La paludification est très répandue dans la pessière à mousses de l’Est canadien, notamment dans les pessières à mousses de l’Ouest québécois en raison du relief plat, du climat froid et à la présence de sols argileux à drainage lent (Gauthier et Vaillancourt, 2008; Mansuy et al., 2018). Ces conditions diminuent la capacité de drainage (conditions hydromorphes et anaérobiques) et l’activité microbienne à cause des conditions d’anaérobies du sol. À leur tour, ces conditions diminuent le taux de décomposition de la matière organique accumulée sur le sol argileux (Fenton et al., 2005). La paludification crée des conditions défavorables pour la croissance de la régénération de l’épinette noire due à la mauvaise qualité des substrats organiques (microsites) surfaciques dominés par un tapis de sphaignes, souvent gorgées d’eau et pauvres en éléments nutritifs (Lavoie et al., 2007a; Fenton et al., 2005). La productivité ligneuse des pessières noires peut diminuer de 50 à 80 % sur plusieurs centaines d’années; cette perte de productivité s’observe particulièrement entre 100 et 200 ans après feu (Drobyshev et al., 2010; Simard et al., 2009, 2007). Durant cette période, l’épaisseur de la couche organique passe graduellement de 20 à 40 cm. La zone d’enracinement de l’épinette noire, laquelle est superficielle, migre alors du sol minéral à la couche organique saturée et pauvre en éléments nutritifs (Lavoie et al., 2007a, 2007b; Simard et al., 2007).

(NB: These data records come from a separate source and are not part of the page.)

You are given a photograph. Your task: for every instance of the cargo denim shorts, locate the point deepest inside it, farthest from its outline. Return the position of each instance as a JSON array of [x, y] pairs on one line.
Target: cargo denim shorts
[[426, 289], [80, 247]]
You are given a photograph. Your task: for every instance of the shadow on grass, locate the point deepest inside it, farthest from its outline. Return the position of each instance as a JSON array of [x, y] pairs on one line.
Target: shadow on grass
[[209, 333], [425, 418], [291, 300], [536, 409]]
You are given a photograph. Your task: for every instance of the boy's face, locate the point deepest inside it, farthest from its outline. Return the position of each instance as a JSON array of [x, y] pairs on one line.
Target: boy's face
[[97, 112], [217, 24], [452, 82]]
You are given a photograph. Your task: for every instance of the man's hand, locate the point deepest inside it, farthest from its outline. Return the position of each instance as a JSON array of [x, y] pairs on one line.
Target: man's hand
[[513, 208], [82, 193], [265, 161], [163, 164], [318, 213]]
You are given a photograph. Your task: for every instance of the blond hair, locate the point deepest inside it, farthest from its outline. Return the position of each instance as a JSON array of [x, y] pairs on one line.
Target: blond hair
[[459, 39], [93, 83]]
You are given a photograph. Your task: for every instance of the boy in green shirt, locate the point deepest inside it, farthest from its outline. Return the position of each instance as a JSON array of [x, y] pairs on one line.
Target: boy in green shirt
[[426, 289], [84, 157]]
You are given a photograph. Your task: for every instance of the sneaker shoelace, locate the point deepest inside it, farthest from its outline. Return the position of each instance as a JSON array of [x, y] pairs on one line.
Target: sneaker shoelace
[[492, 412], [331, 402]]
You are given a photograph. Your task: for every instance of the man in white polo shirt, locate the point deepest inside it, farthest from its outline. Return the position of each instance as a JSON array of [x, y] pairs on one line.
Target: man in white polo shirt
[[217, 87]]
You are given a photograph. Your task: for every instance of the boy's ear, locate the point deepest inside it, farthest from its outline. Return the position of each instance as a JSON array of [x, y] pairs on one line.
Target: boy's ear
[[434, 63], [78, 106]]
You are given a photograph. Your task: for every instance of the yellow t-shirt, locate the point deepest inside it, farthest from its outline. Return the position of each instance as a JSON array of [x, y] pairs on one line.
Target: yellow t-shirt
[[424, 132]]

Dans les pessières à mousses de l’Est canadien, les perturbations des pratiques sylvicoles actuelles ne permettent pas de limiter le processus de paludification. Parmi ces pratiques sylvicoles, on note la coupe avec protection de la régénération et des sols (CPRS), fréquemment utilisée au Québec, qui conserve la couche organique et le couvert de sphaignes entre les sentiers de débardage (Bernier et al., 2008; Lafleur et al., 2010a, b). Les coupes hivernales sont particulièrement problématiques dans les sites paludifiés, car la couche de neige ne permet pas de perturber (et de mélanger) le sol sous-jacent (Lafleur et al., 2010a). De plus, durant la saison estivale, ces sites récoltés sont difficilement accessibles pour la remise en production via le reboisement, à cause des conditions hydromorphes du sol (orniérage) qui limitent la circulation de la machinerie sylvicole (p. ex. enfouissement des roues dans les sols très humides). Néanmoins, dans les sites paludifiés, les sylviculteurs doivent déployer des efforts importants (p. ex. préparation mécanique du sol (PMS)) pour assurer la remise en production de ces sites, notamment en augmentant la disponibilité des microsites propices à la croissance (Bergeron et al., 2007; Lavoie et al., 2005).
Objectifs de la thèse
L’objectif général de cette thèse est de déterminer les effets de certains facteurs édaphiques (teneur en eau du sol, disponibilité des éléments nutritifs du sol nécessaires à la croissance : N, P, K, Ca, Mg, épaisseur de la couche organique) et certains facteurs environnementaux et topographiques (disponibilité et qualité des microsites, compétition interspécifique, pente, orientation, position d’établissement du plant) sur la survie et la croissance (hauteur et diamètre) des plants de reboisement installés sur des sites ayant subi une altération des horizons organiques et minéraux par différentes intensités de perturbations créées par plusieurs traitements sylvicoles. Pour ce faire, l’analyse se réalisera sur trois échelles, notamment à l’échelle du microsite, à l’échelle du peuplement et à l’échelle régionale. Ces travaux permettront, à terme, de mieux comprendre les conditions d’établissement de la régénération artificielle en forêt boréale de l’Est canadien, notamment en forêts paludifiées; et les interactions entre la croissance des plants et leur environnement (à l’échelle du microsite, du peuplement et de la région) suite à leur mise en terre, et ce, afin d’assurer le maintien de la productivité des sites boréaux et paludifiés récoltés. Le chapitre II de la thèse a pour objectif d’évaluer la disponibilité et la qualité des microsites (incluant le type de substrats) influençant l’établissement et la croissance des plants d’épinette noire mis en terre sur des sites paludifés suite aux perturbations générées par trois traitements sylvicoles (coupe totale (CPRS), PMS par le scarificateur mécanique T26, PMS par la herse forestière). Dans le chapitre III, nous avons déterminé l’effet des substrats minéraux, organiques et organo-minéraux sur la croissance des plants d’épinette noire en milieu contrôlé. Dans le chapitre IV, nous avons identifié les facteurs climatiques (échelle régionale), édaphiques (échelle du peuplement) et locaux (échelle du microsites) influençant la survie et la croissance initiale des plants d’épinette noire Picea mariana (Mill.) B.S.P et de pin gris (Pinus banksiana Lamb.). Dans le chapitre V, nous récapitulons la contribution de la thèse dans l’avancement de connaissances et proposons des pistes d’aménagement forestier et de sylviculture qui permettent de garantir de meilleures conditions d’établissement des plants dans les sites boréaux aménagés et une remise en production efficace des sites paludifiés de l’Est canadien.